June 10, 2010
Digest: A judge may serve on a committee formed to urge a county legislature to adopt a resolution naming a court building in honor of a deceased judge.
Rules: 22 NYCRR 100.2; 100.2(A); 100.4(A)(1)-(3); 100.4(B); 100.4(C)(3); 100.4(C)(3)(b)(i)-(iv); Opinions 09-153; 07-134; 98-145 (Vol. XVII).
An attorney has asked the inquiring judge to serve on a committee formed to urge a county legislature to adopt a resolution naming a court building in honor of a deceased judge. According to information the judge provided, the committee would comprise “prominent members of the Bench and Bar” who support the resolution. The attorney also has asked the judge to “send a letter indicating why you support such an effort” to the legislator who is sponsoring the resolution. The judge has furnished background information indicating that the resolution has inspired some local controversy and that the legislature previously declined to adopt it. The judge asks whether he/she may serve on the committee and send the requested letter.
A judge must avoid impropriety and the appearance of impropriety in all the judge’s activities (see 22 NYCRR 100.2) and must act at all times in a manner that promotes public confidence in the integrity and impartiality of the judiciary (see 22 NYCRR 100.2[A]).
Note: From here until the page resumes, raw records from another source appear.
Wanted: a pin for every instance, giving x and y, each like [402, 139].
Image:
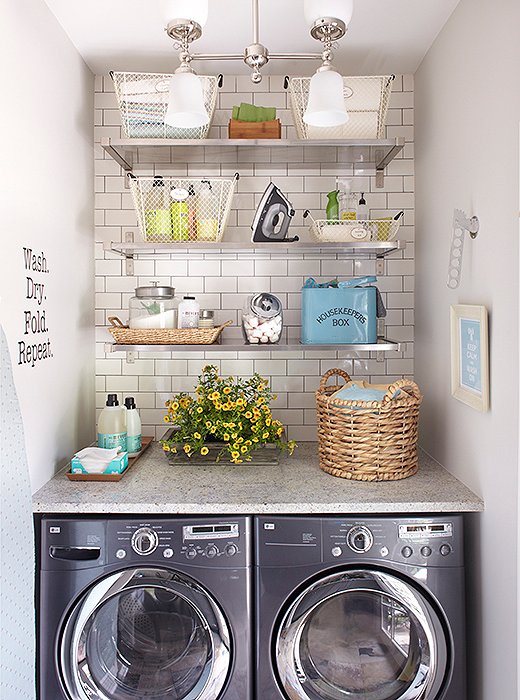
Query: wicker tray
[123, 335]
[376, 443]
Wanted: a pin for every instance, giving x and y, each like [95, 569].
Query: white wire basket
[355, 231]
[143, 100]
[366, 101]
[182, 209]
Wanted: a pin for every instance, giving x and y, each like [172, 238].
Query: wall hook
[461, 223]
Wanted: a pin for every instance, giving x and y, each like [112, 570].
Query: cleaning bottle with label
[189, 312]
[112, 425]
[157, 212]
[179, 212]
[362, 213]
[207, 213]
[332, 206]
[347, 201]
[133, 427]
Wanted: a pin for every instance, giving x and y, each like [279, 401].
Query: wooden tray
[254, 130]
[145, 442]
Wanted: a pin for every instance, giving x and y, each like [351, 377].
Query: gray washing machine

A judge must conduct all of his/her extra-judicial activities so that they are not incompatible with judicial office and do not cast reasonable doubt on the judge’s capacity to act impartially as a judge, detract from the dignity of judicial office or interfere with the proper performance of judicial duties (see 22 NYCRR 100.4[A]-).
In general, a judge may speak and write subject to the requirements of the Rules Governing Judicial Conduct (see 22 NYCRR 100.4[B]) and may participate as a non-legal advisor in organizations devoted to the improvement of the law, the legal system or the administration of justice (see 22 NYCRR 100.4[C]).
The Committee previously has advised that a judge may serve as president of a corporation formed to collect and disburse funds raised by others to construct and maintain a memorial to honor the victims of a plane crash and to assist families of the crash victims who are in need (see Opinion 09-153) and on a local committee formed to create a memorial in honor of war veterans (see Opinions 07-134; 98-145 [Vol. XVII]).
Similarly, the inquiring judge may serve on a committee in support of naming a court building in honor of a deceased judge and may write a letter in support to the legislator sponsoring the resolution to do so. The Committee believes that this activity would tend to foster respect for the law, the legal system and the administration of justice and, therefore, would be permitted by the Rules Governing Judicial Conduct (see 22 NYCRR 100.4[C]). The fact that a majority of legislators previously rejected a similar resolution does not necessarily render the issue so controversial that the inquiring judge’s involvement would detract from the dignity of judicial office or otherwise interfere with the proper performance of judicial duties (cf. 22 NYCRR 100.4[A]-).
As a committee member, the judge may permit his/her name to be listed in support of the resolution and may publicly express his/her opinion of the late judge’s career and contributions to the law. However, the judge must not personally participate in or allow his/her name to be used for any Committee fund-raising activities (see 22 NYCRR 100.4[C][b][i]-[iv]; Opinion 09-153).